Casi medio año después de que la empresa de cannabis medicinal más grande de América Latina, Boreal, cerrara de forma desprolija, los trabajadores despedidos continúan en una disputa legal para cobrar sus indemnizaciones, a la que se sumó ahora una denuncia por estafa del accionista mayoritario de la empresa al director de la compañía en Uruguay.
Cuando Boreal abrió sus puertas en setiembre del 2020, con casi 5.000 metros cuadrados y una capacidad de producción de 20 toneladas de cáñamo medicinal por día, no solo generó ilusiones al departamento de Salto, donde se emplazó, sino a todo el país. Sin embargo, tres años después, es apenas un gran problema.
Al conflicto laboral que se abrió tras el cierre —en medio de un mal momento para la industria del cannabis medicinal, y a partir del cual 40 trabajadores que fueron despedidos de manera irregular y reclaman el cobro de sus correspondientes subsidios por despido en la Justicia—, ahora se le sumó una denuncia por estafa al director de la compañía en Uruguay. El denunciante es el accionista mayoritario, de origen canadiense.
"Se hizo la planta, se hizo una inversión millonaria, pero nunca funcionó. Las ganancias nunca se obtuvieron. Era un gran humo. Por lo que surge del expediente se trató de un gran fraude. Se instaló un proyecto de inversión, se vendió a los socios y el resultado económico que se esperaba era ilusorio, era falso", resumió Pablo Perna, abogado que representa a los trabajadores.

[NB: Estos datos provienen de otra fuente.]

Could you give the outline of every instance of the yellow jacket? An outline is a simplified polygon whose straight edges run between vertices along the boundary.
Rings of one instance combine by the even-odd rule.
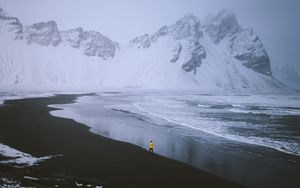
[[[153,149],[153,148],[154,148],[154,143],[153,143],[153,142],[150,142],[149,148],[150,148],[150,149]]]

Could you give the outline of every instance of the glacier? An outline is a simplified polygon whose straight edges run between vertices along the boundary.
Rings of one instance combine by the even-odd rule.
[[[185,15],[119,44],[55,21],[23,26],[0,8],[0,85],[13,88],[145,88],[277,91],[269,56],[232,11]]]

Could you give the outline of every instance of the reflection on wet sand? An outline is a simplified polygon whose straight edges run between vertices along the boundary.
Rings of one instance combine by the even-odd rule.
[[[65,110],[52,113],[86,124],[93,133],[129,142],[146,150],[150,140],[153,140],[154,152],[159,155],[251,187],[269,187],[270,184],[280,187],[283,183],[290,187],[300,185],[300,181],[295,182],[295,172],[300,172],[300,160],[296,156],[201,131],[194,133],[197,134],[194,136],[176,125],[161,126],[132,113],[105,108],[120,101],[127,102],[122,98],[98,97],[79,104],[63,105]]]

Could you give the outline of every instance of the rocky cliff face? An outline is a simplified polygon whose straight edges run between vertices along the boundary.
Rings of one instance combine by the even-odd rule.
[[[0,34],[2,84],[278,88],[261,40],[251,28],[242,28],[231,11],[202,21],[186,15],[122,48],[97,31],[80,27],[60,31],[55,21],[23,29],[2,9]],[[13,40],[7,40],[7,34]]]
[[[211,15],[204,22],[203,30],[215,44],[219,44],[223,39],[230,38],[242,30],[235,14],[228,10],[222,10],[216,16]]]
[[[172,41],[168,51],[169,62],[176,63],[181,53],[187,53],[188,57],[185,58],[181,68],[186,72],[196,73],[202,63],[201,60],[206,57],[205,48],[199,42],[201,37],[203,37],[203,32],[200,30],[200,20],[189,14],[169,27],[163,26],[156,33],[139,36],[130,43],[137,48],[147,49],[159,42],[160,39],[168,38]]]
[[[23,27],[18,18],[9,16],[0,8],[0,31],[5,30],[14,40],[42,46],[65,45],[77,48],[87,56],[113,58],[119,44],[97,31],[84,31],[78,27],[59,31],[55,21],[40,22]]]
[[[25,27],[24,36],[28,44],[57,46],[61,42],[60,32],[55,21],[41,22]]]
[[[23,39],[23,26],[16,17],[9,16],[2,8],[0,8],[0,30],[6,30],[15,40]]]
[[[182,64],[182,69],[196,73],[202,64],[201,60],[206,57],[206,47],[200,40],[204,33],[217,47],[230,53],[245,67],[272,76],[270,59],[261,40],[251,28],[242,28],[236,15],[228,10],[211,15],[203,22],[194,15],[186,15],[175,24],[164,26],[152,35],[136,37],[130,43],[146,49],[162,37],[171,37],[176,42],[171,46],[170,62],[178,60],[182,49],[189,49],[190,57]]]
[[[253,29],[243,29],[229,40],[228,51],[244,66],[272,76],[270,58]]]
[[[79,27],[62,31],[61,34],[65,44],[82,50],[87,56],[98,56],[102,59],[113,58],[119,48],[118,43],[97,31],[84,31]]]
[[[54,21],[42,22],[25,27],[28,44],[58,46],[62,42],[82,50],[87,56],[98,56],[103,59],[113,58],[118,44],[97,31],[83,31],[82,28],[59,31]]]
[[[97,31],[84,31],[75,28],[59,31],[55,21],[41,22],[23,29],[18,18],[9,16],[0,8],[0,29],[7,29],[12,38],[27,41],[28,44],[58,46],[64,44],[77,48],[87,56],[102,59],[113,58],[119,45]],[[24,30],[24,32],[23,32]],[[169,61],[176,63],[181,53],[188,53],[181,68],[186,72],[197,72],[206,57],[206,47],[201,44],[203,35],[207,35],[216,46],[230,53],[245,67],[258,73],[272,76],[270,58],[259,37],[251,28],[242,28],[232,11],[223,10],[200,21],[194,15],[186,15],[171,26],[163,26],[152,35],[142,35],[130,41],[138,49],[150,48],[161,38],[171,38],[173,42],[167,52]],[[185,52],[187,51],[187,52]]]
[[[61,31],[62,40],[68,46],[71,46],[73,48],[79,48],[81,42],[81,33],[83,33],[83,29],[81,27]]]
[[[203,30],[210,39],[232,54],[245,67],[272,76],[270,58],[251,28],[242,28],[232,11],[223,10],[206,18]]]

El caso está en manos de la Fiscalía de Delitos Económicos, a cargo de Gilberto Rodríguez.
Sigue el conflicto con los trabajadores
Mientras la Fiscalía investiga la denuncia por estafa, los trabajadores siguen reclamando que “hasta hoy no cobraron un peso de indemnización” por sus despidos. Según el abogado Perna, alrededor de 100 personas han "ingresado y sido cesados de forma progresiva" en los últimos meses.
"La empresa hoy está concursada y tiene un patrimonio de 10 millones de dólares. Su pasivo es mucho menor. Existiría disponibilidad, pero hasta la fecha no han abonado un peso de la liquidación. Estamos a la espera en el mes de febrero que se va a concretar la junta de acreedores. Ahí se va a resolver si hay algún interesado para que la empresa continúe funcionando o se vende en bloques, por partes", indicó Perna.
De todos modos, el abogado eximió de responsabilidad al Estado por el fraude de Boreal: "El Estado no puede inmiscuirse dentro de la interna de cada empresa. Es un proyecto que no salió. Hay denuncias cruzadas y el que paga las consecuencia son los trabajadores sin trabajo, sin ampliación de seguro de desempleo, por la ilusión de una inversión que no se concretó".